Klinikum Gütersloh: 500 Patienten erfolgreich mit dem OP-Roboter operiert

Froh über eine schmerzarme Operation: Manfred Stöhr ist im Klinikum Gütersloh mit Unterstützung des Da Vinci-OP-Roboters operiert worden.
Froh über eine schmerzarme Operation: Manfred Stöhr ist im Klinikum Gütersloh mit Unterstützung des Da Vinci-OP-Roboters operiert worden.

Im Klinikum Gütersloh sind seit Erwerb des Da Vinci-OP-Roboters bereits mehr als
500 Patientinnen und Patienten erfolgreich mit Unterstützung des Roboters
operiert worden. Anders als in vielen anderen Häusern operieren im Klinikum
Gütersloh Experten-Teams aus drei unterschiedlichen Disziplinen mit dem
Roboter.

Manfred Stöhr wird heute von seiner Frau aus dem Klinikum Gütersloh abgeholt. Er hat
sich aufgrund eines Tumors die Prostata entfernen lassen. Sein Hausarzt hatte bei der
Vorsorgeuntersuchung einen erhöhten PSA-Wert festgestellt und eine Gewebeprobe
veranlasst, die den Krebsverdacht bestätigt hat. Statt einer langen Narbe hat Manfred
Stöhr nach der Operation nur sechs kleine Schnitte im Bauch, kleiner als ein Zentimeter.
„Ich bin mit 72 Jahren zum ersten Mal in meinem Leben im Krankenhaus gewesen und
sehr froh, dass die Operation äußerlich kaum sichtbar ist. Denn jeder Schnitt bedeutet ja
Schmerzen.“

Die Urologinnen und Urologen am Klinikum Gütersloh setzen seit Juli 2021 bei
minimalinvasiven Operationen auf die Unterstützung des Da Vinci-Roboters. Der Roboter
hat vier Arme und kann zehnmal besser sehen als ein menschliches Auge. Durch die
millimetergroßen Schnitte in der Bauchdecke von Manfred Stöhr werden Instrumente,
Licht und Kamera in den Bauchraum eingeführt. Zwei weitere Schnitte sind für den
Assistenten erforderlich, damit er beispielsweise Flüssigkeit absaugen kann.

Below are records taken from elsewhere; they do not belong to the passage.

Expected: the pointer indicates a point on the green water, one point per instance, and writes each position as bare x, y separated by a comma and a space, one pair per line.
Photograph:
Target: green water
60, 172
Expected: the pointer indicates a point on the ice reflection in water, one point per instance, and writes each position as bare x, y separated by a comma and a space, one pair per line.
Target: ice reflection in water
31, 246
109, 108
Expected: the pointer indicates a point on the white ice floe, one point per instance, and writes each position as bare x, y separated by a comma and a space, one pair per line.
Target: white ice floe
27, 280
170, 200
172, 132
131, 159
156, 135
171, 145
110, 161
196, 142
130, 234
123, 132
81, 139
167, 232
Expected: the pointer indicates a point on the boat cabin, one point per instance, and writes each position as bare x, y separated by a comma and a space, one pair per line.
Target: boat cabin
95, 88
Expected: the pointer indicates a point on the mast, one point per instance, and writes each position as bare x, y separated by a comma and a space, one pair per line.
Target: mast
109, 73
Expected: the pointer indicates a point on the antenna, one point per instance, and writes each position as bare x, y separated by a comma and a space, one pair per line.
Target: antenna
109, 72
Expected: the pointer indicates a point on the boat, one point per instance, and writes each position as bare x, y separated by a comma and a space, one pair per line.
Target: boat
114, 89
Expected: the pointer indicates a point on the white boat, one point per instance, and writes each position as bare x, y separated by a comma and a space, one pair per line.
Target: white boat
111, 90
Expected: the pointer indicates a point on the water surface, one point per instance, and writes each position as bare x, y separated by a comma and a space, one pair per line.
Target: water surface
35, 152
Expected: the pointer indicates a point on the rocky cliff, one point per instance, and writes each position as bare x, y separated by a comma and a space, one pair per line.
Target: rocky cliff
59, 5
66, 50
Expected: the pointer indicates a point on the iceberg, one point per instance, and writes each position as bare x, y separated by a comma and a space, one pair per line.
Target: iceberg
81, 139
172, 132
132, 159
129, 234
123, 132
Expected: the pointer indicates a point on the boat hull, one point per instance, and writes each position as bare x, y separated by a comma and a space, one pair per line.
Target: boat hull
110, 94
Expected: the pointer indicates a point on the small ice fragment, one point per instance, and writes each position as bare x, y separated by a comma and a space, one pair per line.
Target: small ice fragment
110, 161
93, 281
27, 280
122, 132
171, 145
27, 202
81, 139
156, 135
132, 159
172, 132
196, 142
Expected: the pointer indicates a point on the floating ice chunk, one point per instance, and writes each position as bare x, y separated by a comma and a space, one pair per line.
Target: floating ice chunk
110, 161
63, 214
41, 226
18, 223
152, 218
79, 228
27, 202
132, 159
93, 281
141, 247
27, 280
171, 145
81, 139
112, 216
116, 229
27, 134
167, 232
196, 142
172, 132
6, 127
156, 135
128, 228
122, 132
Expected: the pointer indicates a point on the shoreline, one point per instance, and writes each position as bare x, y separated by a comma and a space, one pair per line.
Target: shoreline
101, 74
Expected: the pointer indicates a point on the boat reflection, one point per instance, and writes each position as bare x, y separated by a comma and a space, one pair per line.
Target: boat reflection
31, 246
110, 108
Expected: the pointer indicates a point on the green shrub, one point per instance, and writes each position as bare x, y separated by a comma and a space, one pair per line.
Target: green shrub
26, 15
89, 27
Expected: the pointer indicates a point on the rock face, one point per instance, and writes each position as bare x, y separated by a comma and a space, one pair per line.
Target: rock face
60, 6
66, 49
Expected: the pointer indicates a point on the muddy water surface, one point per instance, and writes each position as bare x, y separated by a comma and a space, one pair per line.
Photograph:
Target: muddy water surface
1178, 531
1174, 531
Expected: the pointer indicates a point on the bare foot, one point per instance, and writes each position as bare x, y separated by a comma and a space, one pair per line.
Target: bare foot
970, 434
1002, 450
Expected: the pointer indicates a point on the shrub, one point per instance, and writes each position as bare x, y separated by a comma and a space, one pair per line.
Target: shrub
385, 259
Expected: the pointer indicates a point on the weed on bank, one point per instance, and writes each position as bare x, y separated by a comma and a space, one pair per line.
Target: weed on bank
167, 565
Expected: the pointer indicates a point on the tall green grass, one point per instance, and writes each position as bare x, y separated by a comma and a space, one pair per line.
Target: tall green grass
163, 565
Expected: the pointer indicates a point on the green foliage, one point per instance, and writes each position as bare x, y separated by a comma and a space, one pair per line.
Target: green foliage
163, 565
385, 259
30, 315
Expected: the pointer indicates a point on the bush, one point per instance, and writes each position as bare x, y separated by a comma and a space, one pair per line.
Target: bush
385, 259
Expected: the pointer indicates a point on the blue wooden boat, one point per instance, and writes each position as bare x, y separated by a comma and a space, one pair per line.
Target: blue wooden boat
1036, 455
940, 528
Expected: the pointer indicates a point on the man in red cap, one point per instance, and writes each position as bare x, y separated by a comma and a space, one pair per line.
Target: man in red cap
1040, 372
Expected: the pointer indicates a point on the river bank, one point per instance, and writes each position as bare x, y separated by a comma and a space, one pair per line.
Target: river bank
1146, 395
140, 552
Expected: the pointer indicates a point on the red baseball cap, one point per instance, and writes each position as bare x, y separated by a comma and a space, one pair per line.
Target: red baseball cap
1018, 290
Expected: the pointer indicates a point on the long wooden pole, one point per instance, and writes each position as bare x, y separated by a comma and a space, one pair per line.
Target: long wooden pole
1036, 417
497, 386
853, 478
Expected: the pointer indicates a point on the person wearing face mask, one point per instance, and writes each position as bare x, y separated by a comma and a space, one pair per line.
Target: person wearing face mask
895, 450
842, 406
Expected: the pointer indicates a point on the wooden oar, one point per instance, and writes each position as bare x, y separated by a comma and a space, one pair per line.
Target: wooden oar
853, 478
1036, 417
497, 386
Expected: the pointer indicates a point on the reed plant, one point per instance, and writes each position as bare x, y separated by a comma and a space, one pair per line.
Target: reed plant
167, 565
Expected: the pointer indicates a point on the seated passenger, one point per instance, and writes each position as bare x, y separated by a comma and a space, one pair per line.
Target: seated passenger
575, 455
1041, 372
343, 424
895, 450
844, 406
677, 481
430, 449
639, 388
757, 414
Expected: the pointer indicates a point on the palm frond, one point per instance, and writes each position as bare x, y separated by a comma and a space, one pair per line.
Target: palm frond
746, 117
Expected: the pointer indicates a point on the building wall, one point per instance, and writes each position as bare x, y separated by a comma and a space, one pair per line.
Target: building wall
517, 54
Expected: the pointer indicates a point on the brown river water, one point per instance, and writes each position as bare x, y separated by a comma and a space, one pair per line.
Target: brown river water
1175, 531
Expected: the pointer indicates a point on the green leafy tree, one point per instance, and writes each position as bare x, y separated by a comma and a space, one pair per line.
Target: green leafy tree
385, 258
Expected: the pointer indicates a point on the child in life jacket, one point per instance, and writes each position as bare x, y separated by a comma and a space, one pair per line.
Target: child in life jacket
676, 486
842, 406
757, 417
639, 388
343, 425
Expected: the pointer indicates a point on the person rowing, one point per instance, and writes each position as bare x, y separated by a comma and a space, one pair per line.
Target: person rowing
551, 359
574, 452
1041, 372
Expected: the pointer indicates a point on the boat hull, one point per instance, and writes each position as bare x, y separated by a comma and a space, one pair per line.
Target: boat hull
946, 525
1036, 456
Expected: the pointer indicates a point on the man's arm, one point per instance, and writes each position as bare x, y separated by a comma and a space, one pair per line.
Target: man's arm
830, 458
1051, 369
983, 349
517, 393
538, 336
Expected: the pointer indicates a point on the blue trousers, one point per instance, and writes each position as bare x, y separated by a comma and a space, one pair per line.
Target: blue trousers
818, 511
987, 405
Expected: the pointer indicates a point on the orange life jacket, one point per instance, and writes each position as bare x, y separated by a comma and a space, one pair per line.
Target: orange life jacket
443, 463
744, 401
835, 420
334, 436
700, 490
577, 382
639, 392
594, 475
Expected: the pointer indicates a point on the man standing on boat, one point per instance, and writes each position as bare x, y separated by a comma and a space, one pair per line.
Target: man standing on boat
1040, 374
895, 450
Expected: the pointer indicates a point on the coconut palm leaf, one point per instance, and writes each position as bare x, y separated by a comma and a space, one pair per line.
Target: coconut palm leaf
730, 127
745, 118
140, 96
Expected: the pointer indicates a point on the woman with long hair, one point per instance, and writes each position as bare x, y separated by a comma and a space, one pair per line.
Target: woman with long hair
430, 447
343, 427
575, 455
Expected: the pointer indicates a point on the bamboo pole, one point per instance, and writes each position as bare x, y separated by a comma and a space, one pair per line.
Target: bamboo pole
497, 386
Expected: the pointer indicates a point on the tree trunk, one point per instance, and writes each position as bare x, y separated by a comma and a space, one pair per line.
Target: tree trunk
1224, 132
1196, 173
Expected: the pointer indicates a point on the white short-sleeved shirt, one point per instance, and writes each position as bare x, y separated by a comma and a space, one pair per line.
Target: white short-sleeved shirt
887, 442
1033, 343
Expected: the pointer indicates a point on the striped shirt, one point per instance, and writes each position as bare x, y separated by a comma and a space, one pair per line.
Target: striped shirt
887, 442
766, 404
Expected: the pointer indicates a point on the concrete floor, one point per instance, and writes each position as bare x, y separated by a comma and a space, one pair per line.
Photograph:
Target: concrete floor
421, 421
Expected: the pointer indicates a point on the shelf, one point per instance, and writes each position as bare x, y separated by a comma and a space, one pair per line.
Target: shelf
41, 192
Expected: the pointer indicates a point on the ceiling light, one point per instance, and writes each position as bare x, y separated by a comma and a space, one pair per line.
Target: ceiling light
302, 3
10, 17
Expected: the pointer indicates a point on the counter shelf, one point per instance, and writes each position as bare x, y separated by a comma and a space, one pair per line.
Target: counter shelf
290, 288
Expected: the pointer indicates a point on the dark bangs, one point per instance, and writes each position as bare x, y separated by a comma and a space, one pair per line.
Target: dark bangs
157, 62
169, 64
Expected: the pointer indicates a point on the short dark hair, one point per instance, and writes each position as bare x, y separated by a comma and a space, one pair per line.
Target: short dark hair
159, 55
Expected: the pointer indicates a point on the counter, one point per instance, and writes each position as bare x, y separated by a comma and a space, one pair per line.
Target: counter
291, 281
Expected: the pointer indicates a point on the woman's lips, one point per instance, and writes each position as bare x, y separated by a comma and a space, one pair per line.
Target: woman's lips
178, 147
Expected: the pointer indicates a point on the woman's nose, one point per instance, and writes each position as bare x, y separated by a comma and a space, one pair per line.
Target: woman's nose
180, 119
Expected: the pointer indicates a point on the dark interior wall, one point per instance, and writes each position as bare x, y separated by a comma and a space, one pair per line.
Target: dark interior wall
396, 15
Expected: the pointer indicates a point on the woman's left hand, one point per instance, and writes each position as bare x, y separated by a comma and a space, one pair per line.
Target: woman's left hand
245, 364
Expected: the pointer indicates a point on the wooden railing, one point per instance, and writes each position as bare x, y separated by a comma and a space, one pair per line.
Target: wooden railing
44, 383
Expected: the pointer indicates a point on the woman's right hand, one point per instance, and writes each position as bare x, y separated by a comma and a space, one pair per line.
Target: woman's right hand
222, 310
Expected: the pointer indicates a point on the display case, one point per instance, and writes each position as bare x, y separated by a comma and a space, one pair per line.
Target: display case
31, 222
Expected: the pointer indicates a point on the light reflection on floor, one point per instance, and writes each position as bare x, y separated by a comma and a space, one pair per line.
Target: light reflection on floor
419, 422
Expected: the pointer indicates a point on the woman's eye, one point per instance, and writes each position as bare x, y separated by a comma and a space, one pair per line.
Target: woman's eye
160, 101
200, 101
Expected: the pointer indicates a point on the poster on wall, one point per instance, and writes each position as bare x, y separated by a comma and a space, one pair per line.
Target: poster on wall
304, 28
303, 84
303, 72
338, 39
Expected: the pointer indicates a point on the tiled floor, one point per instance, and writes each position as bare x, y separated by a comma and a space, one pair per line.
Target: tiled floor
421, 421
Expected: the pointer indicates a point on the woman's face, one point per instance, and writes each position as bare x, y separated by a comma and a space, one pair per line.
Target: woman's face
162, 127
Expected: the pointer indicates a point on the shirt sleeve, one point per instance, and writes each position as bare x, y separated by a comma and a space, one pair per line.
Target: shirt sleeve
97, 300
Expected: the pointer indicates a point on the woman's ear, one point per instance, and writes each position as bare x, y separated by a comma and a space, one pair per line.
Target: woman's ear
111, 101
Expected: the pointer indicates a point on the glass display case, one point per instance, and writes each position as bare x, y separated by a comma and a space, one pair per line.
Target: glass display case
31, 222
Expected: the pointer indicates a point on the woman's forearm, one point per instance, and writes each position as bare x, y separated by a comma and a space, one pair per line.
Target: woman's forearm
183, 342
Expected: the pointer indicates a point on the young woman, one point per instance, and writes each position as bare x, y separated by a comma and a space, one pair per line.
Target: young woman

Die Operierenden bedienen eine Konsole, die ihre Hand- und Fingerbewegungen
millimetergenau auf die Operationsinstrumente des Roboters überträgt. Die vier
Roboterarme besitzen einen deutlich größeren Bewegungsradius als die menschliche
Hand. Das macht diese Operationstechnik besonders gewebeschonend und reduziert den Blutverlust. So haben die Patientinnen und Patienten nach der OP geringere Beschwerden
und genesen schneller. Ein weiterer Vorteil: Dank der der größeren Beweglichkeit können
Organe operiert werden, die vorher offen, also von außen operiert werden mussten. „In
unserem Bereich sind das zum Beispiel Nierenoperationen“, erklärt PD Dr. med. Marcus
Horstmann, Chefarzt der Klinik für Urologie, Uroonkologie, minimalinvasive und robotische
Chirurgie. Dr. Horstmann operiert seit 15 Jahren roboterassistiert und gehört damit in
diesem Bereich zu den erfahrensten Ärzten Deutschlands. Der Arzt sieht das
Operationsfeld dreidimensional und stark vergrößert. „Das ermöglicht uns ein extrem
genaues Steuern der Instrumente“, erklärt er. „Das heißt, wir können noch präziser
operieren. Davon profitieren beispielsweise Krebspatienten, weil wir die Funktionsfähigkeit
der Organe besser erhalten können.“

In der minimalinvasiven Chirurgie hat das Klinikum bereits seit vielen Jahren einen
hervorragenden Ruf. Und das nicht nur in der Urologie, sondern auch auf dem Gebiet der
Viszeralchirurgie, die auf Organe im Bauchraum spezialisiert ist, und in der Gynäkologie.
„Von dieser Erfahrung profitieren wir enorm beim Operieren mit Unterstützung des
Roboters“, so PD Dr. med. Matthias Kapischke, Chefarzt der Klinik für Allgemein-,
Viszeral-, Thorax- und minimalinvasive Chirurgie. Denn in allen drei Bereichen operieren
die Chirurginnen und Chirurgen inzwischen mit Unterstützung des Roboters. „Deshalb
bedeutet das roboterassistierte Operieren einen weiteren Schub für die Tumorchirurgie
bei uns im Haus.“ PD Dr. med. Kapischke und seine Kolleginnen und Kollegen in der
Viszeralchirurgie operieren unter anderem Tumore des Dick- und Enddarmes, des
Magens und der Leber minimalinvasiv mit Unterstützung des Da Vinci Roboters.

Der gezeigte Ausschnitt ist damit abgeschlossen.